Hat Israel eine Untersuchung der Vorwürfe eingeleitet?
Zuerst müsse Israel untersuchen, warum die Hamas am 7. Oktober 2023 ungehindert 1200 Menschen massakrieren konnte, sagt Ifat Reshef, die israelische Botschafterin in der Schweiz. Gegen eine solche Untersuchung stellt sich die Regierung jedoch bis heute. Die Botschafterin sagt, das Höchste Gericht befasse sich mit einer Klage zivilgesellschaftlicher Organisationen, welche Netanjahu und Gallant die Aushungerung der Gaza-Bevölkerung vorwerfen. Der ICC gehe jedoch nicht darauf ein und behandle Israel, als ob das Land kein funktionierendes Justizsystem habe. Die Vorwürfe gegen Israel hätten nichts mit der Realität zu tun.

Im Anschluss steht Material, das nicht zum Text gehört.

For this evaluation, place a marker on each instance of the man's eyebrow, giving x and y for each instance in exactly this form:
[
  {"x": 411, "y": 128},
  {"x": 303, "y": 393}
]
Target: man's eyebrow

Während Jahrzehnten genoss das israelische Rechtssystem den Ruf, professionell und unabhängig zu sein. Dieser Ruf ist jetzt total zertrümmert.
Hat Israel eine Chance verpasst, die Haftbefehle zu verhindern?

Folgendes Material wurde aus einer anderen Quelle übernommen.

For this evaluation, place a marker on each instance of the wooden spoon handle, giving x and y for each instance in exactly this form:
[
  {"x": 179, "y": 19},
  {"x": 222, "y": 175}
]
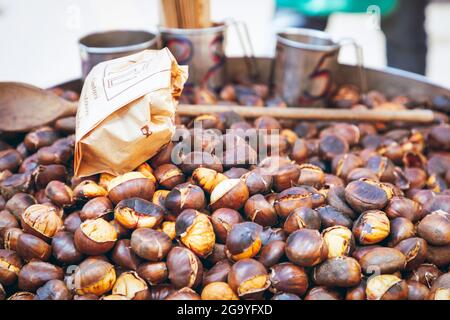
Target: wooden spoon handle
[{"x": 417, "y": 115}]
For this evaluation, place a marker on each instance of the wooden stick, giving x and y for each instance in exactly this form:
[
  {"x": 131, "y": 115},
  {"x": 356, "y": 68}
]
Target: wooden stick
[{"x": 416, "y": 115}]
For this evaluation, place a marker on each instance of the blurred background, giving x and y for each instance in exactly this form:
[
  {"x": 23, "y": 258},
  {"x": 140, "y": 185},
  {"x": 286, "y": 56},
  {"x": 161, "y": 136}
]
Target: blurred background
[{"x": 39, "y": 38}]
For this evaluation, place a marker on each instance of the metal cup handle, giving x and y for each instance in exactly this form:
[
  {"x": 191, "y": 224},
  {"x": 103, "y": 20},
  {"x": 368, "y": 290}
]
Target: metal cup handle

Ja, sagt der bekannte israelische Menschenrechtsanwalt Michael Sfard. Israel habe es bis jetzt unterlassen, Vorwürfen von Kriegsverbrechen und Verbrechen gegen die Menschlichkeit nachzugehen. Die einzige Art von Untersuchungen, die eingeleitet wurden, seien nicht strafrechtlicher Art. Vielmehr seien es Einzelfälle, bei denen Soldaten im Verdacht stünden, gegen Befehle verstossen zu haben.
Hat der ICC Israel keine Chance gegeben?
Ein halbes Jahr hat der Internationale Strafgerichtshof vom Strafantrag bis zu seinem Urteil gewartet – vergleichsweise lange. Es stimmt, dass sich Israels Höchstes Gericht mit einer Petition von Menschenrechtsorganisationen befasst. Eine strafrechtliche Klage ist das nicht, und deshalb als Beweis, dass Israel seine Kriegsführung selber untersuche, nicht geeignet. Der ICC kündigte an, die Haftbefehle zurückzuziehen, wenn Israels Justiz die strafrechtlichen Vorwürfe selber untersuche.